A New Garden Grows Within an Iconic New York City Building
In elegant European capitals such as Copenhagen and Rome, great residential buildings were often anchored around airy private courtyards. However, in space-starved New York—which saw Frederick Law Olmsted’s Central Park as a sort of public courtyard—prime real estate was rarely so generously parceled out.
But there have been notable exceptions: like William Waldorf Astor’s the Apthorp by architects Clinton & Russell on Broadway and West 78th Street, and Vincent Astor’s Astor Court by architect Charles A. Platt a few blocks north—both of which feature lavishly landscaped private courtyards.
Now a third notable Upper West Side building, the Belnord , is emerging from a comprehensive overhaul that has seen its central courtyard born anew. Completed in 1908 by architects Hiss and Weeks, the 1908 Italian Renaissance building includes a 22,000-square-foot landmarked courtyard centered around a Vermont marble fountain.
A fountain within the Belnord’s newly renovated courtyard.
“I grew up in Manhattan and went to school on the Upper West Side,” says landscape architect Edmund Hollander, who oversaw the Belnord courtyard’s overhaul. “As a kid I remember going to the Belnord and seeing its courtyard. It was a treat to be given the opportunity to come back and bring new life into what had once been a magical space.”
The Belnord, a full block building with 211 apartments, has seen 95 of its rental units transformed into luxury condos under the auspices of developers HFZ Capital Group, Westbrook Partners, and architect Robert A.M. Stern, an AD100 Hall of Famer . The units are now being sold at prices from $4 million to $11 million. Although the entire renovation demanded particular care, its courtyard, last renovated almost 20 years ago, presented unique challenges during its redo, which was finally completed last month.
“It had fallen on hard times,” says Hollander, who’s collaborated with RAMSA , Stern’s office, dozens of times during his firm’s 30-year history. “It’s one of the first landmarked landscapes in New York City because it was so innovative for its time. They housed the stables underneath the courtyard, so this is like a rooftop garden before rooftop gardens were really a thing.”
Edmund Hollander, the landscape architect who oversaw the Belnord courtyard’s overhaul.
Hollander—an AD100 Top Designer who is known for work at Washington, D.C.’s John F. Kennedy Center for the Performing Arts and for creating exclusive oases for moguls like Jonathan Tisch, William Rudin, and Lloyd Blankfein—said that despite the limitations on landmarks, his firm was still able to give the Gilded Age slab a dose of much-needed updating.
To do so, Hollander’s team stripped the space down to the “roof” level, and then carefully restored every element—all the way to re-gilding the faded lamp fixtures. They also sought to emphasize the building’s strong symmetry along with the garden’s original geometry. This was done by reconstructing the central court around the fountain, as well as the parallel promenades that run the length of the courtyard and the paths from the arched entryways. They then installed granite paving with decorative inlays and bandings that reference original planting beds and the building’s bluestone base.

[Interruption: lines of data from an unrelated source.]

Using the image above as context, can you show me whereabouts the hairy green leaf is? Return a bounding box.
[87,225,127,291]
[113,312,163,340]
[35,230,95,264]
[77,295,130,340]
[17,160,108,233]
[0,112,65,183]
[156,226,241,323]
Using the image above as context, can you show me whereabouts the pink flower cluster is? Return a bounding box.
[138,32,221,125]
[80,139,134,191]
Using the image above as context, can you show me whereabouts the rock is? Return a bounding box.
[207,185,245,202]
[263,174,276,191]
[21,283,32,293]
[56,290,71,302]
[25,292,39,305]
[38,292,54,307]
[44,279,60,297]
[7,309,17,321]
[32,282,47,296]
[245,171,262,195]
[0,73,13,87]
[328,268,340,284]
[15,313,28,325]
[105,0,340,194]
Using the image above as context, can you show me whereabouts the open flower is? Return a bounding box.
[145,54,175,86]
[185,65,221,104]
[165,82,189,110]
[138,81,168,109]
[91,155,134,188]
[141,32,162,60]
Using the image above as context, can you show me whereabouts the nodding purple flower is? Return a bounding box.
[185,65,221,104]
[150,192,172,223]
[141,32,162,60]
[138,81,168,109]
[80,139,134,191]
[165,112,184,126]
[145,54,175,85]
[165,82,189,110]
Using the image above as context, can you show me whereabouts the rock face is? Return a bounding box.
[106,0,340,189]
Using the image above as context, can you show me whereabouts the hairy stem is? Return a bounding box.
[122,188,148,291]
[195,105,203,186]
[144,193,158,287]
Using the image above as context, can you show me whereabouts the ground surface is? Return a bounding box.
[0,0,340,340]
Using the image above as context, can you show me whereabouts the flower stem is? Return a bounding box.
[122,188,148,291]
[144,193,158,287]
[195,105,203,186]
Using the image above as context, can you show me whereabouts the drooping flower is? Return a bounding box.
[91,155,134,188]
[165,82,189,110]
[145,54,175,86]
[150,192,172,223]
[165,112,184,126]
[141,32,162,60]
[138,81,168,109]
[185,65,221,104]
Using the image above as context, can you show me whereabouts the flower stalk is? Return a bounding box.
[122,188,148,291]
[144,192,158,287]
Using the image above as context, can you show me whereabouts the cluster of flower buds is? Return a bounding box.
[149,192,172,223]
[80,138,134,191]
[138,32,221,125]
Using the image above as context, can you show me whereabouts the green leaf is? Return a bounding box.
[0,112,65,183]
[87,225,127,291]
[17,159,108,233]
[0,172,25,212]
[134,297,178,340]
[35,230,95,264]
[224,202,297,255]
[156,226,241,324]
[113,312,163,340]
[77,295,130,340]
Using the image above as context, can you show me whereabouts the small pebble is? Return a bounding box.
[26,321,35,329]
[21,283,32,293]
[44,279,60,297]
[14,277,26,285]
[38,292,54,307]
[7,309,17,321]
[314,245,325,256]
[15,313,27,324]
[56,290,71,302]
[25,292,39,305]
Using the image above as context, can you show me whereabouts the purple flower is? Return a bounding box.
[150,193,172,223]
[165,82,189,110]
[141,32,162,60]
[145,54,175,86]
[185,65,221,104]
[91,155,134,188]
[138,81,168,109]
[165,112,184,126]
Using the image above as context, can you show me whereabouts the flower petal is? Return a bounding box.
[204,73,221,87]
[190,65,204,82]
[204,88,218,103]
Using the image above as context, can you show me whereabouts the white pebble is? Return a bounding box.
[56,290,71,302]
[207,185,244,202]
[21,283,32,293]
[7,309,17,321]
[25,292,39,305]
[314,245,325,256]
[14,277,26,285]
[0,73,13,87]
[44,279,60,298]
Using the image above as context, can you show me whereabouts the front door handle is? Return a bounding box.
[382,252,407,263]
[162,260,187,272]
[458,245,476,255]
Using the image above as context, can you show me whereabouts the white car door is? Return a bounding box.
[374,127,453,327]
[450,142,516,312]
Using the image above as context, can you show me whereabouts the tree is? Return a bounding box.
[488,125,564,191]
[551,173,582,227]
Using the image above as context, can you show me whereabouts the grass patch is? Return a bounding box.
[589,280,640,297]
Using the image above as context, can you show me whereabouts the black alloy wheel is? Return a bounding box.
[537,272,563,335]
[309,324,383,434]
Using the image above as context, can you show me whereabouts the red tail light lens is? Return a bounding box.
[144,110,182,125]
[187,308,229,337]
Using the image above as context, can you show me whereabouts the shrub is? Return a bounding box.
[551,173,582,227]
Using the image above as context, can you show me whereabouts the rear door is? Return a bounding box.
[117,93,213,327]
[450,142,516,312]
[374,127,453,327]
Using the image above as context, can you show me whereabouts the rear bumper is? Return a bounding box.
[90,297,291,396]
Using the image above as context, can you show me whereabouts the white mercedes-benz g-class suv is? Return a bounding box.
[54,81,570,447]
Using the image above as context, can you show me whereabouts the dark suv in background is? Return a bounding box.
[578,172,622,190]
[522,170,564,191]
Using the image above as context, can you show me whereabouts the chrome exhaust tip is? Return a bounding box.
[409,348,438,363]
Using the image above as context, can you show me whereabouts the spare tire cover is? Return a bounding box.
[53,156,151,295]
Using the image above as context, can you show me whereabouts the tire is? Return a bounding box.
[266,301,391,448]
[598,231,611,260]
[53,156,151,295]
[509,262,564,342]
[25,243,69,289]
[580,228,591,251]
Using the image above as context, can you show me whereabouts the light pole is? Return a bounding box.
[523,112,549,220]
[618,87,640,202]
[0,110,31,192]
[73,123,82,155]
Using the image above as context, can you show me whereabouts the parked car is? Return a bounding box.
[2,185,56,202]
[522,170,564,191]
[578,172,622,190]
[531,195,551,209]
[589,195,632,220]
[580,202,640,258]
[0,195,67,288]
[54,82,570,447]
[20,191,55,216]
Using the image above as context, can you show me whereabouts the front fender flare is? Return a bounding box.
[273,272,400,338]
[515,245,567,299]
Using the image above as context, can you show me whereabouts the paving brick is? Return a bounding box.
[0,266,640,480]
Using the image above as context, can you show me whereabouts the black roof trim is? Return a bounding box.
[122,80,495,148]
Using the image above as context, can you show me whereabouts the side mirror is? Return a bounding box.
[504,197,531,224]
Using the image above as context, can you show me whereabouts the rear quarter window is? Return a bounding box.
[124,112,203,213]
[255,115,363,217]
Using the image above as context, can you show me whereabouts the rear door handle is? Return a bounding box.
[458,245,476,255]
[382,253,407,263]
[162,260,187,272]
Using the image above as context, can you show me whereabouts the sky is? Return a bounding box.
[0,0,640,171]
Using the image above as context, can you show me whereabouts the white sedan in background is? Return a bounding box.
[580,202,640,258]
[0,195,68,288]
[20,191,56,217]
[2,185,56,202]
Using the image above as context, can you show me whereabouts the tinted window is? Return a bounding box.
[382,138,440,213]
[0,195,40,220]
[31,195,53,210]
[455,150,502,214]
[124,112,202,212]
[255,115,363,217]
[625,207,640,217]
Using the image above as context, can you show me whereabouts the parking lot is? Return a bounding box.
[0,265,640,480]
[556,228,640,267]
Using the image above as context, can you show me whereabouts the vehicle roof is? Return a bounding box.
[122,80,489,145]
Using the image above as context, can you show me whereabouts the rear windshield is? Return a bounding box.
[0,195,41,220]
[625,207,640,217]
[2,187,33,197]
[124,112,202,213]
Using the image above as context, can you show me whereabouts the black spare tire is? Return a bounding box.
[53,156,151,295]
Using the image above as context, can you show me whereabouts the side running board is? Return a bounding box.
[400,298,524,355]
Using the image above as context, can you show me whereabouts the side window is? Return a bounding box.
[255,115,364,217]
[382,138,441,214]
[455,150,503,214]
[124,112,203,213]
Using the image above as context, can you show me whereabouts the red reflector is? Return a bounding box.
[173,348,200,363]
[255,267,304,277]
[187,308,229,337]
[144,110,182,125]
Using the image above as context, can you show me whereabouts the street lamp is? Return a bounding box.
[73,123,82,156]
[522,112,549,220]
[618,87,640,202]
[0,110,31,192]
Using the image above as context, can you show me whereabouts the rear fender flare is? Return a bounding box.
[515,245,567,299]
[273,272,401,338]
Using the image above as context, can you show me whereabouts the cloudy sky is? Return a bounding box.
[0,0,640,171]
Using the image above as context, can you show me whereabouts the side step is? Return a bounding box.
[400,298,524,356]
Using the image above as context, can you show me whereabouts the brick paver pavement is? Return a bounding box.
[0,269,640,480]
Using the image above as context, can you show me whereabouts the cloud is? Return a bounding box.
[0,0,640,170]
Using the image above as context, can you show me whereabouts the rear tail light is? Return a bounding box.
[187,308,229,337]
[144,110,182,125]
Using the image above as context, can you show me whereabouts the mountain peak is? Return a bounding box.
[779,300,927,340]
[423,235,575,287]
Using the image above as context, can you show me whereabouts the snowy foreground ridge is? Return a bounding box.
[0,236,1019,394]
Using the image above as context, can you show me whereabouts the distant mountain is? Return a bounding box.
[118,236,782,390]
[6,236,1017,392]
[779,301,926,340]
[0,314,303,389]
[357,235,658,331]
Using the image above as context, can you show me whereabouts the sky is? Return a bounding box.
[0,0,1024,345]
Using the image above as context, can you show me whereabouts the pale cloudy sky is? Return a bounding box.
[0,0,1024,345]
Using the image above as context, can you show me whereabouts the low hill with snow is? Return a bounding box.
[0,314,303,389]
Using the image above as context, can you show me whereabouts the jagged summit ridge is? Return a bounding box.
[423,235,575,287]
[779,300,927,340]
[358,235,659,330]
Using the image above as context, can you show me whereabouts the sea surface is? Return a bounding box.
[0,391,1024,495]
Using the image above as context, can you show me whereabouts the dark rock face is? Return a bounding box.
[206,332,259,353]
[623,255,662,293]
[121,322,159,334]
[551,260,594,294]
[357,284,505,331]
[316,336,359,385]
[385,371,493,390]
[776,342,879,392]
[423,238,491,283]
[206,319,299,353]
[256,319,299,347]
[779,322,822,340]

All of these tasks were challenging, but Hollander says selecting plants for an environment with varied light conditions and restrictive airflow like the Belnord’s courtyard proved particularly tricky.
A rendering of the new courtyard as it was being designed by Hollander.
“I studied horticulture at the New York Botanical Garden,” Hollander says. “The interesting thing about that is you get to understand how things grow in New York City. A courtyard in a building is unlike anything you find in nature. So it’s about marrying appropriate architecture with appropriate ecology…so you don’t end up with a courtyard where half the plants are dead.”
Hollander’s solution was to find plants that “provided four-season interest” like Redpointe Maple trees, boxwoods, hollies, hydrangeas, rhododendrons, azaleas, and hellebore, which bloom in January. The result: a garden courtyard that looks very much like it did in the early 20th century.
For RAMSA—who recently debuted another new architecturally notable Manhattan project across Central Park on the Upper East Side —partnering with Hollander was an exercise in both beauty and functionality. “Ed [Hollander] achieved two important goals in his work at the Belnord at same time,” says RAMSA partner, Paul L. Whalen. “First, he improved the courtyard drive to make it easy for residents to drop off and pick up right at their own lobby entrances; and second, he restored the historic quality of the garden as a wonderful visual amenity for the apartments.”
An archival image of the Belnord and its original courtyard.
Despite these rather major interventions, the new courtyard actually bears few, if any, signature Hollanderian flourish. Hollander says this has less to do with landmark restrictions and more to do with his knack for tailoring designs to fit the needs of a specific project. “Our philosophy is do no harm,” Hollander explains. “We enjoy collaborating with architects and drawing architecture into the landscape.”